# question when to move nuc to deep box



## fatoz (Aug 29, 2016)

lisaogle said:


> Good morning. I have a quick question regarding nuc management. This is my second year and I have a nuc I had to split off in Sept. due to late swarming. I fully expected it to die but it is overflowing with bees. I am in East TN where the daytime temps are varying between 40-60 and still some freezing nights. I am afraid if I wait much longer to move them I will have more swarming issues. Any recommendations from experienced keepers? Thank you for your time,
> 
> Lisa


I am in the same boat with you. It was suggested that nighttime temps should be around 50s. I am thinking of moving mine sometime mid-March. This discussion should give some ideas at https://www.beesource.com/forums/sh...n-to-move-overwintered-nuc-into-10-frame-hive


----------



## JWPalmer (May 1, 2017)

Hi Lisa, welcome to Beesource. I live in the Richmond, VA area and moved one of my strong nucs into a 10 frame hive this past weekend when it was 70° here. The five frames were placed in the middle of the box in the exact positions they were in while in the nuc. I put empty drawn comb on the sides to fill out the box, although foundation will work too. I gave them a 1/2# of patty and a syrup feeder jar on the inner cover. Do an inspection on the next day near 60°F. If you have 3 frames with capped brood in them, it is time to move the bees.


----------



## Fivej (Apr 4, 2016)

Welcome to the forum Lisa. Both points raised above are good to consider. Another thing you can consider are follower boards, especially insulated ones which will allow you to move the nuc into a deep but to gradually allow it to expand as the weather gets better. As the colony grows, remove a follower board and replace with comb or foundation. J


----------



## vtbeeguy (Jun 10, 2016)

Is adding a second story to the nuc a possibility?


----------



## crofter (May 5, 2011)

vtbeeguy said:


> Is adding a second story to the nuc a possibility?

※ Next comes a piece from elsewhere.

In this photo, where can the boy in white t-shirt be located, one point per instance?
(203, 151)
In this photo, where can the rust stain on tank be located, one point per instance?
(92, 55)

If you have extra 5 frame bodies this is a good way to go. The bees expand upwards more easily that sideways especially in cool weather. I have often allowed them to go three high and winter that way.

Follower boards are good if you have to put them into 10 frame equipment.


----------



## Michael Palmer (Dec 29, 2006)

vtbeeguy said:


> Is adding a second story to the nuc a possibility?


You bet. Or a third or a fourth, or a....

https://www.frenchhillapiaries.com/nucyards/4qkwux4eing5za2itay7z4so9pxyb4


----------



## Spur9 (Sep 13, 2016)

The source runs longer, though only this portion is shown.